Baffle Design Analysis for a Road Tanker: Transient Fluid Slosh Approach

Baffles are known to help reduce the amplitude of fluid slosh in partly filled tanks, particularly during braking and acceleration. The transient fluid slosh approach is proposed to evaluate the effectiveness of baffles designs. A computational fluid dynamic (CFD) fluid slosh model is developed using the VOF (volume of fluid) technique coupled with a Navier-Stokes solver. The validity of the model is demonstrated using the experimental data acquired with a scale model tank. The validated CFD model is subsequently formulated for a full scale tank and simulations are performed under excitations idealizing the straight-line braking maneuvers to investigate the anti-slosh role of four different transverse baffles concepts.
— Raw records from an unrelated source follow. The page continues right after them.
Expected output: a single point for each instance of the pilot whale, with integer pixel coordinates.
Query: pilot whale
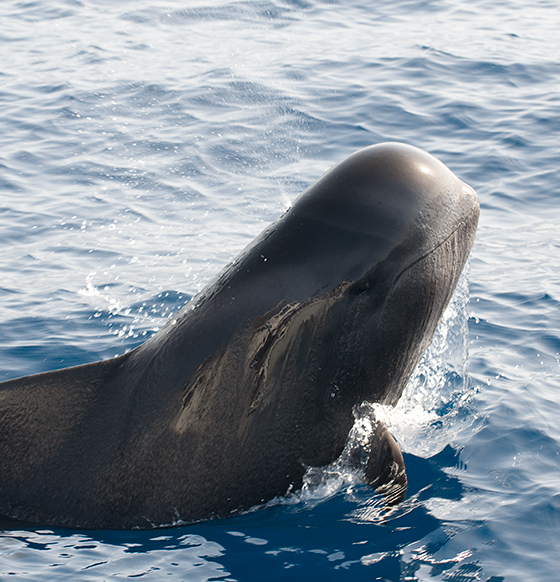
(255, 380)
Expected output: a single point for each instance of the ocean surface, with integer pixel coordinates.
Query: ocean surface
(144, 143)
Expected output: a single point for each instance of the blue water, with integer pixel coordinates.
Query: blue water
(144, 143)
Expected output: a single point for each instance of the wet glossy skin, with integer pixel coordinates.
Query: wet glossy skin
(226, 406)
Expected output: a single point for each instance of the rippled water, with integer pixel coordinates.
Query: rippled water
(144, 144)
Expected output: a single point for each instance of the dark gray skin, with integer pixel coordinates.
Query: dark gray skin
(227, 406)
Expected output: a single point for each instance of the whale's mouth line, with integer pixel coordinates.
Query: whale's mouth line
(459, 227)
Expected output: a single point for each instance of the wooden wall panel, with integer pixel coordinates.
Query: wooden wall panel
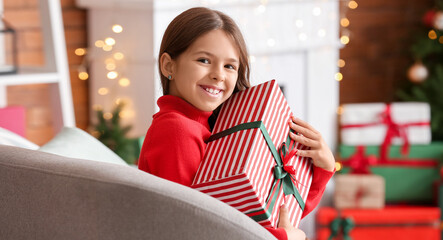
(378, 56)
(25, 18)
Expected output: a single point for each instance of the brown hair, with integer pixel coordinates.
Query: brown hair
(190, 25)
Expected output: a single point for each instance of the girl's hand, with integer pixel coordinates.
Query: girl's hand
(292, 232)
(320, 153)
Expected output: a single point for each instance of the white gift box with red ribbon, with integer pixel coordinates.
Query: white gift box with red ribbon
(249, 161)
(372, 123)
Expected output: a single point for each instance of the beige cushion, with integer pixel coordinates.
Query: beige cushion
(12, 139)
(76, 143)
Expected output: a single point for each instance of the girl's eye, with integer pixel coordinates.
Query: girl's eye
(203, 60)
(229, 66)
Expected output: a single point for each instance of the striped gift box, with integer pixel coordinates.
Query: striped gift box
(245, 157)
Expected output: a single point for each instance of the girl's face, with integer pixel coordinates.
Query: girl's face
(205, 74)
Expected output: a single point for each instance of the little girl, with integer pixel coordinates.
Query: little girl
(202, 61)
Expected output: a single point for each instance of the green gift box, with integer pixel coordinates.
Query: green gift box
(409, 179)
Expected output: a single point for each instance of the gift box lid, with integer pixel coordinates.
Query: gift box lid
(388, 215)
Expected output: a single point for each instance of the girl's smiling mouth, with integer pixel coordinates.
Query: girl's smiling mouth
(211, 90)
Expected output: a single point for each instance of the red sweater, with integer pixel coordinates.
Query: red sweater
(175, 144)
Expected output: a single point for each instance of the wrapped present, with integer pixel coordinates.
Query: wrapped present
(250, 161)
(382, 124)
(13, 118)
(359, 191)
(392, 222)
(408, 179)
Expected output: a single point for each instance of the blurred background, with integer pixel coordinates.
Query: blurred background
(92, 64)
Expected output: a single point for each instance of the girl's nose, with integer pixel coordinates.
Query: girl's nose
(217, 73)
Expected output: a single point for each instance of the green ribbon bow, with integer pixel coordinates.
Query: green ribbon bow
(282, 178)
(345, 224)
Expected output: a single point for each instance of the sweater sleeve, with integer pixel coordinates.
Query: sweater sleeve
(318, 185)
(172, 151)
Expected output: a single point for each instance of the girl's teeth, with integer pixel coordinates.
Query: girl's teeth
(212, 90)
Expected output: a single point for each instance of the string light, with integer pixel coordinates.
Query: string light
(316, 11)
(103, 91)
(107, 116)
(124, 82)
(338, 77)
(338, 166)
(80, 51)
(97, 107)
(271, 42)
(321, 33)
(99, 43)
(299, 23)
(83, 75)
(344, 22)
(432, 35)
(344, 39)
(117, 28)
(340, 110)
(110, 41)
(302, 36)
(107, 48)
(126, 114)
(111, 66)
(112, 75)
(352, 4)
(118, 56)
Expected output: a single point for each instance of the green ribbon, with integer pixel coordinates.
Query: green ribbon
(282, 178)
(345, 224)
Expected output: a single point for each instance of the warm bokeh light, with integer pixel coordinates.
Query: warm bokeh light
(107, 116)
(80, 51)
(97, 107)
(111, 66)
(112, 75)
(99, 43)
(432, 35)
(339, 110)
(103, 91)
(83, 75)
(118, 56)
(344, 39)
(316, 11)
(338, 76)
(109, 60)
(352, 4)
(126, 114)
(124, 82)
(117, 28)
(338, 166)
(107, 48)
(344, 22)
(110, 41)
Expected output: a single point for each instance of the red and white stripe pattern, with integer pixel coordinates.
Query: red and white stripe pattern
(238, 169)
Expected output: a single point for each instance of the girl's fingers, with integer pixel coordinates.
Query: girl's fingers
(300, 129)
(305, 153)
(302, 123)
(303, 140)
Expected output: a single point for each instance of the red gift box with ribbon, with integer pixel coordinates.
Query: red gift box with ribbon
(392, 222)
(385, 124)
(250, 161)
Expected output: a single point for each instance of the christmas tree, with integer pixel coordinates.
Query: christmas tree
(426, 74)
(113, 135)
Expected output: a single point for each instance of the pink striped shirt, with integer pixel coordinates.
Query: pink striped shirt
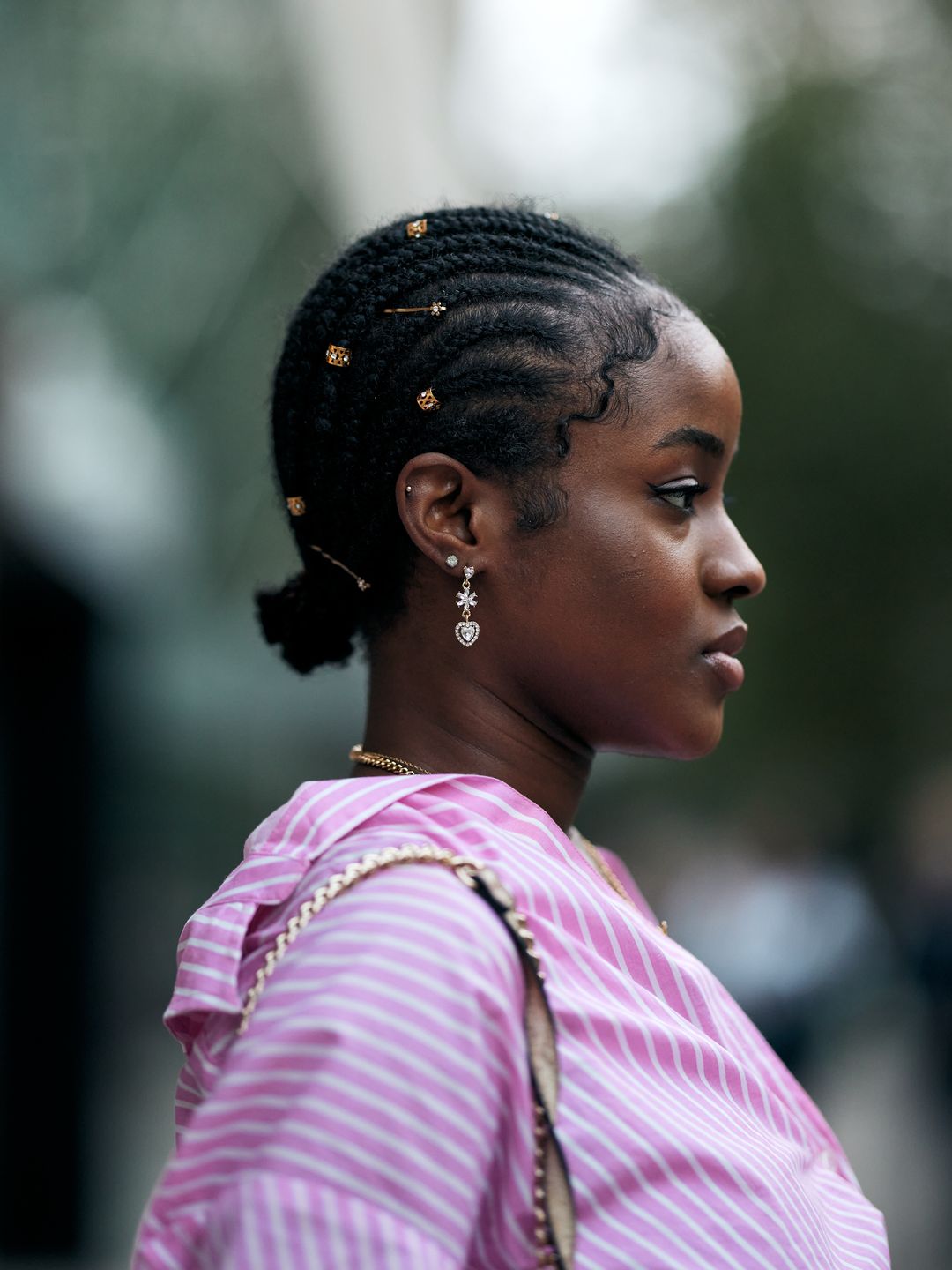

The fluid slosh responses are analyzed in terms of the fundamental slosh frequency, and the resulting forces and moments under different fill volumes of liquid cargos of constant load. The simulation results show that the natural frequency and peak magnitudes of slosh forces and moments strongly depend on the baffle design and the fill volume. The transverse baffles yield significantly higher longitudinal mode slosh frequency, and lower longitudinal force and pitch moment. The shape and locations of baffles orifices play significant role in suppressing the transient fluid slosh. Highly effective anti-slosh effect is also observed for the partial baffle designs under higher fill levels.